The Nets Did Not Break

by Rachel Grandey

There was a lost feeling to us as we set out, cast the nets, settled to a night of
a night of what, pretending we were just fishermen, had something we were good at, imagining
the sun might rise over the sea, gracing soft wave-peaks with musty morning gold.
Such comfort as it was we held onto like drowning men.

The sun did rise, but that was all.
No fish for the night’s labours, just the slow-settling empty feel
of failure, that’s what it was. And the hunger, sinking hunger 
for something we didn’t possess. Something that could
hold us together, remind us of a once-something,
the nagging sense that there should be, there could be more.
A salty slap in the face from the vacant wind.

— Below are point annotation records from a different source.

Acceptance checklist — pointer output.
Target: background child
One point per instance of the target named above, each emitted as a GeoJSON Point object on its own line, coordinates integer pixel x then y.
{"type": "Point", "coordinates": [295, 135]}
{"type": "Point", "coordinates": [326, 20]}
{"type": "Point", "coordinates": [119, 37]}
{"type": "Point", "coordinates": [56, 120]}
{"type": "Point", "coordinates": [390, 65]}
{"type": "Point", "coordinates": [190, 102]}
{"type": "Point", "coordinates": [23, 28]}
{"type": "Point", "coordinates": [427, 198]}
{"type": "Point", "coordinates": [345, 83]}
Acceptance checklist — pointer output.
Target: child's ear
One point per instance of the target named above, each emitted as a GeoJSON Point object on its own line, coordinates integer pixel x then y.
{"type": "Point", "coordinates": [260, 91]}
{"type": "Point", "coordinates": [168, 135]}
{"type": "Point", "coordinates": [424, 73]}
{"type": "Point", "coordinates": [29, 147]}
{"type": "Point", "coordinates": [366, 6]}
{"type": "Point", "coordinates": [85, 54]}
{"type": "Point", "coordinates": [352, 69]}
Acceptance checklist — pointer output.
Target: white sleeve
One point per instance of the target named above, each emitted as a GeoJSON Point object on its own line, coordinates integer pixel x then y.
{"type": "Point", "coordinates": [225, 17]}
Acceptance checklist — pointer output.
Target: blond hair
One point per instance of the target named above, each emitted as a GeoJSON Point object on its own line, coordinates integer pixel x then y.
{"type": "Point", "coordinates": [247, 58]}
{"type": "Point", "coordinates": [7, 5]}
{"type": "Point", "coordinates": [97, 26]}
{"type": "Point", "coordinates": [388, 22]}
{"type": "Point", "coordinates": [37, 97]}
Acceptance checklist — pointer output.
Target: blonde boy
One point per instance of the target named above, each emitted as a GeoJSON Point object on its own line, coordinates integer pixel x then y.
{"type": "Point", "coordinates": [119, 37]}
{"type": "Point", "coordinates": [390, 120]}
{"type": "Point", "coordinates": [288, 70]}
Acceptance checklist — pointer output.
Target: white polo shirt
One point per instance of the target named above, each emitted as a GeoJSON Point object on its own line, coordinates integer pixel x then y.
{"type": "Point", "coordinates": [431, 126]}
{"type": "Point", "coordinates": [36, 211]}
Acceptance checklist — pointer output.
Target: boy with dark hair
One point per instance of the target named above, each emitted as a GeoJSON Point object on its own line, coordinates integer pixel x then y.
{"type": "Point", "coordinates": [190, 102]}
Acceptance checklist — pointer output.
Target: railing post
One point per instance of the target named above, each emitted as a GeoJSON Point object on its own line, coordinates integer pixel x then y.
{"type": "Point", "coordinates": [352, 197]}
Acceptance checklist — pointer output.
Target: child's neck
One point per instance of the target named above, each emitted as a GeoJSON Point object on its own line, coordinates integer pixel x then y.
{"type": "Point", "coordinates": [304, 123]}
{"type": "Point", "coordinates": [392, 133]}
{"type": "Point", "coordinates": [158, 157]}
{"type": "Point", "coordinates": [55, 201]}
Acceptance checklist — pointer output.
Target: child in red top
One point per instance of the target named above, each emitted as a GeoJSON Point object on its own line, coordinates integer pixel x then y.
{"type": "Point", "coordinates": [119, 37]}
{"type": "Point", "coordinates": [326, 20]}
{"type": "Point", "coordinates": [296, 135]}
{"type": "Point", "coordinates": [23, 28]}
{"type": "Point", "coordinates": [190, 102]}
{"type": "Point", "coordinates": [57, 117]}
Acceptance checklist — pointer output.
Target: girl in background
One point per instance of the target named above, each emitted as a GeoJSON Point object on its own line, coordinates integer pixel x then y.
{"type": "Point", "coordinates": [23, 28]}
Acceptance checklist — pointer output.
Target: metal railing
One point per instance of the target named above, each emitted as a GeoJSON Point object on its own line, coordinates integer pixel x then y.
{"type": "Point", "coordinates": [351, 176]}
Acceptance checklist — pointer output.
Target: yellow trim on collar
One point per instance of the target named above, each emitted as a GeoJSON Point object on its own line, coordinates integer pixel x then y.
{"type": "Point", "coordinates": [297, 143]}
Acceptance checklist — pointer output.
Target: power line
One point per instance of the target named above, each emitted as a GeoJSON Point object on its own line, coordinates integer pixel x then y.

So the sun rose and we turned for home. Nothing else for it. 
Each of us toying with a back-of-the-mind fear
like the last morsel of food on a plate we can’t bear to see empty.
That familiar fear of looking into the unhoped-for unknown. 
Our minds already blown too many times, too raw, too tender 
to face reality. Like waking after a night of too much wine.
But we had no wine, no fish, nothing to hold in our hands but the water
that stung calloused palms and the knotted ropes that burned them.
Our empty, empty hands.

Where he came from I couldn’t say. Who first heard him, who decided to try again, I don’t know.
Most of us were too glum to know any better, still stunned by the dawn gloom, 
held by dark thoughts. 
So we threw the nets on the other side. Too tired, too desolate to care.
What came next was magic but no miracle. The haul, the heavy writhe
of life beneath our hands. The familiar shout, heave, the splash that roused and awoke us.

Then the second awakening, the shout, the splash. There the miracle
waiting for us on the shore with a smoke-hidden smile of welcome and something 
to fill those empty hands, bellies, hearts.

It was a good catch in the end. And the nets did not break.

Rachel Grandey, originally from North-East England, studied literature, linguistics and anthropology before moving to South-East Asia to teach English. She enjoys sea-gazing, bird-watching, tea-drinking and early morning forest-exploring. Her poetry has been published in Vita Poetica and Amethyst Review.